First up, on Friday night, I ran my first “true” Victorian Science Fiction game using the G.A.S.L.I.G.H.T. rules. The story was a parallel plot to one of Chris Palmer’s previous Venusian scenarios and involved the crew of a downed cloudship fighting off the combined forces of the lizard and parrot men while awaiting relief from four separate (and competing to some degree) European forces.

Next, on Saturday morning, there was my “Corpse & Musket” installment: “Paul Revere: Werewolf Hunter” loosely based on the graphic novel by Ed LaVallee and Grant Bond. Once again the G.A.S.L.I.G.H.T. rules were used, with some home-grown gothic horror elements.

The British close in on the bridge

This scenario had Paul Revere and a group of riflemen hunting down two werewolves and a pack of giant wolves while the colonial militia and British fought over possession of the bridge and cache of weapons. There was also a family in distress to be rescued/captured/eaten in the center of the board. Unlike the two other times I ran this game, everything came out rather balanced. The werewolves lasted until the end of the game, but didn’t run away with it (actually they lost) and the British fared better than they usually do and actually seized most of the supplies. The colonists, sat most of it out and easily occupied the bridge, keeping most of the British at bay with the riflemen under Revere’s command. Other than one militia unit taking a beating from the giant wolf pack, they came out with few casualties.

For some odd reason, and it must be an American thing, the werewolf player always runs straight for the British lines at the start of the game…

The British light infantry holds off both of the werewolves.

The grey wolf, who was dubbed “Snuggles with Danger” (its his American Indian name) by the kids in the game rolled a 20 during a melee late in the game and was quickly dispatched by the unusually lethal light troops. The black wolf was another matter: it took 4 rounds of mutual misses before he and the light troops officer mutually killed each other.

One of the player’s renditions of the “Slap-fight Heard Round the World”

By game’s end, in a “cinematic overtime round” demanded by the players, Paul Revere squared off with the British commander, General Bloodsworth (blame LaVallee & Bond for that one, not me) though hard fought, Revere emerged victorious.

That night, Noah and I teamed up again to run our Doctor Who epic “The Crash of the Byzantium” re-utilizing many of the scenic elements from the dungeon game and the VSF game. The plot followed the 5th season (new series) Doctor Who episode pretty closely and saw The Doctor, Amy Pond, River Song and a cohort of militant Anglican clerics struggling to survive in the maze of the dead while being stalked by an army of The Weeping Angels.
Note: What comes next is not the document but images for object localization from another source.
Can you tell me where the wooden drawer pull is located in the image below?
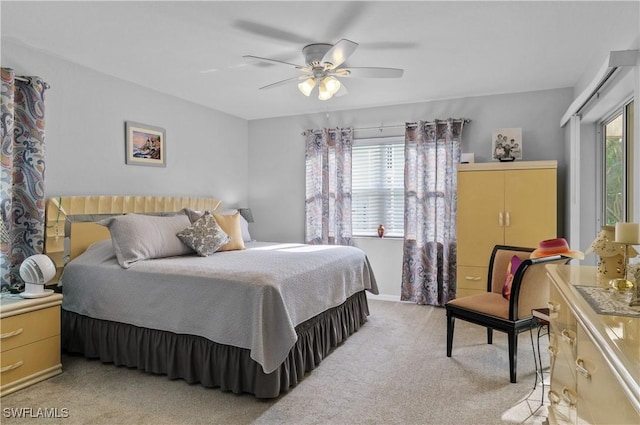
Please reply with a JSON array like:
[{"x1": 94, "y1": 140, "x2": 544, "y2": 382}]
[
  {"x1": 0, "y1": 328, "x2": 24, "y2": 339},
  {"x1": 561, "y1": 329, "x2": 576, "y2": 346},
  {"x1": 562, "y1": 387, "x2": 578, "y2": 408},
  {"x1": 575, "y1": 358, "x2": 591, "y2": 380},
  {"x1": 0, "y1": 360, "x2": 24, "y2": 373},
  {"x1": 548, "y1": 390, "x2": 561, "y2": 405},
  {"x1": 548, "y1": 301, "x2": 561, "y2": 313},
  {"x1": 465, "y1": 276, "x2": 481, "y2": 281},
  {"x1": 548, "y1": 345, "x2": 558, "y2": 358}
]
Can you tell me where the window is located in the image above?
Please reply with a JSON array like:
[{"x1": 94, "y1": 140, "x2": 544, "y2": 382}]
[
  {"x1": 602, "y1": 99, "x2": 634, "y2": 226},
  {"x1": 352, "y1": 137, "x2": 404, "y2": 237}
]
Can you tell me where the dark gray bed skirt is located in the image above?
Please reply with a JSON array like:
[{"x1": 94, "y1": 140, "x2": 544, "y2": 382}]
[{"x1": 61, "y1": 290, "x2": 370, "y2": 398}]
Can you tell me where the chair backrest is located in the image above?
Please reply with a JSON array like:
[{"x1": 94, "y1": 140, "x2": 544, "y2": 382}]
[
  {"x1": 510, "y1": 256, "x2": 569, "y2": 320},
  {"x1": 487, "y1": 245, "x2": 570, "y2": 321},
  {"x1": 487, "y1": 246, "x2": 534, "y2": 294}
]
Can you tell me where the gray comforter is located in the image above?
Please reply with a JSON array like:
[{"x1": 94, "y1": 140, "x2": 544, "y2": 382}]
[{"x1": 60, "y1": 240, "x2": 379, "y2": 373}]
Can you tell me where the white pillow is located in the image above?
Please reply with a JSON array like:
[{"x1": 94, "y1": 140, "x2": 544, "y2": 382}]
[{"x1": 99, "y1": 213, "x2": 193, "y2": 268}]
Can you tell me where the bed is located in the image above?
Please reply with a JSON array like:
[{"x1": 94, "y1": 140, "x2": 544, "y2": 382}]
[{"x1": 44, "y1": 196, "x2": 378, "y2": 398}]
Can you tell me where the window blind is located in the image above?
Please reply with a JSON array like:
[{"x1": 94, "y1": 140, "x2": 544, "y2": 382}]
[{"x1": 352, "y1": 139, "x2": 404, "y2": 237}]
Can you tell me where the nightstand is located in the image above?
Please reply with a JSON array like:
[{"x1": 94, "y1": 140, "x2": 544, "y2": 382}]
[{"x1": 0, "y1": 293, "x2": 63, "y2": 397}]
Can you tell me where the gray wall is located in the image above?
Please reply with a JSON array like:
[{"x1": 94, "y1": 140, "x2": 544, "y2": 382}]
[
  {"x1": 248, "y1": 88, "x2": 573, "y2": 297},
  {"x1": 2, "y1": 40, "x2": 249, "y2": 207},
  {"x1": 248, "y1": 88, "x2": 573, "y2": 243}
]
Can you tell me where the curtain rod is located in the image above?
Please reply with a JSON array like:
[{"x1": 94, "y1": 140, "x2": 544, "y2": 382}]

The Doctor and River breach the control room of the Byzantium’s primary flight deck.

The “blink” rules from The Doctor Who Miniatures Game were simplified to be area/squad-based rather than by individual figure. At the start of the game, one an angel got in sight line, a d6 was rolled. Any 1s meant someone in the group had blinked and the angels got the use their full move. To make things fair, we allowed the clerics to do a “snap-fire” during their own activation on any angel that had moved that turn using their non-invulnerable stats. To simulate the legions of angels, any casualties, were recycled back to their start point and allowed to re-enter the fray.
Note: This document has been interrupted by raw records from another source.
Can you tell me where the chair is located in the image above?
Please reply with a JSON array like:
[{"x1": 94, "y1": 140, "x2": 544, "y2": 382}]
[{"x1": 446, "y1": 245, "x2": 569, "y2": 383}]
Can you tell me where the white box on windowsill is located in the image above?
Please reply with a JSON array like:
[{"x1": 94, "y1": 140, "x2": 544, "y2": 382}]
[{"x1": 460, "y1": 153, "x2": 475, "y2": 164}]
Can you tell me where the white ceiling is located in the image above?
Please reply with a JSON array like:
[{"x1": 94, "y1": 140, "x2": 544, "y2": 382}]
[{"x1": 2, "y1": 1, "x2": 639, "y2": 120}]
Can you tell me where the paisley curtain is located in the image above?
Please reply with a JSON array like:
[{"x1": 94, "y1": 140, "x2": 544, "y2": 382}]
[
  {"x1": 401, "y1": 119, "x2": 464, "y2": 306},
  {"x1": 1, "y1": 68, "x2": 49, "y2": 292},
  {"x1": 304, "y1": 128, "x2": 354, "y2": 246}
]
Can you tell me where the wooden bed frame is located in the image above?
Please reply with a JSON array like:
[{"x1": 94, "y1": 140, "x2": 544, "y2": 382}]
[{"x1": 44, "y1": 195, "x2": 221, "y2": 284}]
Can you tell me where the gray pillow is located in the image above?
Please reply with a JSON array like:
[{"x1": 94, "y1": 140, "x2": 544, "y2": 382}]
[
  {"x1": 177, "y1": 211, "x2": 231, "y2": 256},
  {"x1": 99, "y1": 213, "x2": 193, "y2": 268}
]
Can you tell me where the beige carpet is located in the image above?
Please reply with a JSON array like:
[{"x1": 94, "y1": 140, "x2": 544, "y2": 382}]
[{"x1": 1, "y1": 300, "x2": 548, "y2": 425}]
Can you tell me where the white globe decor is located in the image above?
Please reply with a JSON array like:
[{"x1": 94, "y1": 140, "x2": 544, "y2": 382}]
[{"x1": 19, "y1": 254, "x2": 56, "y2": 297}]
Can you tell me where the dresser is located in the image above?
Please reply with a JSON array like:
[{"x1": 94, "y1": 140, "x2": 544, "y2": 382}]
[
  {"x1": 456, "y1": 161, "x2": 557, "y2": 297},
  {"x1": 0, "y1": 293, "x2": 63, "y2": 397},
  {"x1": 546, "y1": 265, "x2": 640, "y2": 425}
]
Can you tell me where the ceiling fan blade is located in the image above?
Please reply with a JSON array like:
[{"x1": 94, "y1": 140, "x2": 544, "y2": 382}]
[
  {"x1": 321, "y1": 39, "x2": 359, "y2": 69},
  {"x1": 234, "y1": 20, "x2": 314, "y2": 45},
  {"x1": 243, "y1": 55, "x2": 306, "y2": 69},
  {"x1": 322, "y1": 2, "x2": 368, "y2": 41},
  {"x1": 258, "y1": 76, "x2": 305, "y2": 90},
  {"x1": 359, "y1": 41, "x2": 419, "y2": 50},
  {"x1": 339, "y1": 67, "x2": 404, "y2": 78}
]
We even added “Angel Bob’s” (Cleric Bob died really early in the game) communicator taunting to the deck and when that card was called, the angel player could say something to make the doctor angry and during the distraction, get a new activation for any angel squad that had already moved that turn.

The Doctor and company started in the tunnels at the bottom of the board and then had to make their way through the “oxygen factory” forest area in the middle of the board, with the ultimate goal of reaching the primary flight deck of the crashed vessel.

Overall, we were very pleased by this one. We had a few veteran players in the mix and distributed most of them to the Angel side in order to ramp up the tension. In order to maximize the horror movie element, Noah worked in if they attacked enough of the tree-borgs, (see the episode) the “blink” numbers would eventually rise. By the end of the game, 1-3 meant someone had blinked in the increasingly dark catacombs. Everyone had such a great time, I think I’ll run this one again at Historicon.